Everybody trains in the off-season. Okay, that is not true. Many of us probably have joined hippie colonies in order to avoid touching plastic since September. I did not touch a bat or ball until the couple days of pick-up games we have played. The off-season, for me, is the time to have the real fun with this game: make ridiculous side-project websites, do increasingly ridiculous podcasts, and let the crazy fly! The Wiffle community is crazy! Learn to love that! Still, some do take the down time to enhance their skills in the game: batting practice, pitching the snow pitching in a garage (it did not snow this year), running stairs, math and science. Then there are people who take training to a whole new level; techniques so advanced that you know they are poised to take over the league. The following are a few of those wonderful men.

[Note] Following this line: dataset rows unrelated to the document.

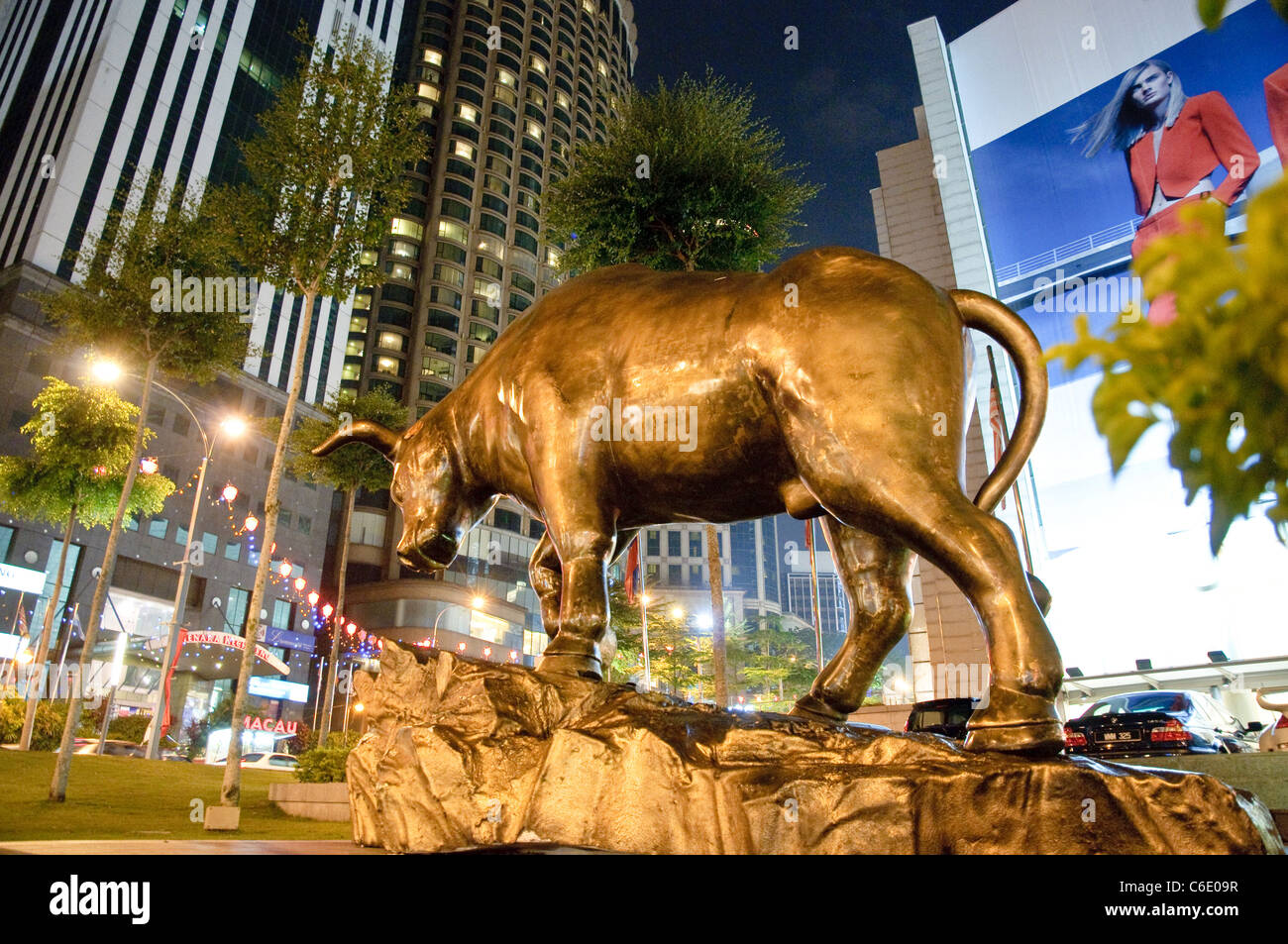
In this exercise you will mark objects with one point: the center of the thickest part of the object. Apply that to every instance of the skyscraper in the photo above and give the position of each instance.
(99, 94)
(505, 88)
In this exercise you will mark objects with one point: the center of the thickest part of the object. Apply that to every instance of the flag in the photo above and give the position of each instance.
(632, 566)
(995, 416)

Mike Merlo (P, Flying Squirrels) has the honored status of "old guy sturdy veteran" in WSEM. Fittingly, in accordance with the age-appropriate tendency to say things like, "in my day we used to walk up-hill both ways to and from school," Mike actually went through the expense and filed all the zoning paperwork to bring "his day" back today! What Merlo did was engineer a system that adjusts the altitude of both his home and workplace, changing the plane between them so that it can always be set to an incline. Genius! Nobody has told him, however, that since he drives to work he is not actually doing more work himself.





Josh Nagorski (OF, Thunder Ducks) wants to become a defensive star and perennial winner of one of the Diamond Digit awards. Nagorski also knew of the phrase "hot hand", so he devised a way to always ensure himself of having that hot hand: use ice cream to practice throwing. On one hand (no pun intended), digging into the bulk-size container of the frozen stuff and balling it up quickly improved his dexterity and "ball" control. He realized almost instantly, though, that even with the grip on the cold mass it was still too easy to hit a stationary target; he would need to find moving targets to simulate a game situation. It was on his next trip to the freezer section of the grocery store that he realized the perfect solution: train right there in the frozen foods aisle! With plenty of ice cream at hand and a steady stream of people passing by, Josh had an efficient means to hone his skills. Later, after being questioned by police - most likely to learn how to improve their softball squads - when the handcuffs were removed Josh realized the success of his training: his hands had never felt so hot!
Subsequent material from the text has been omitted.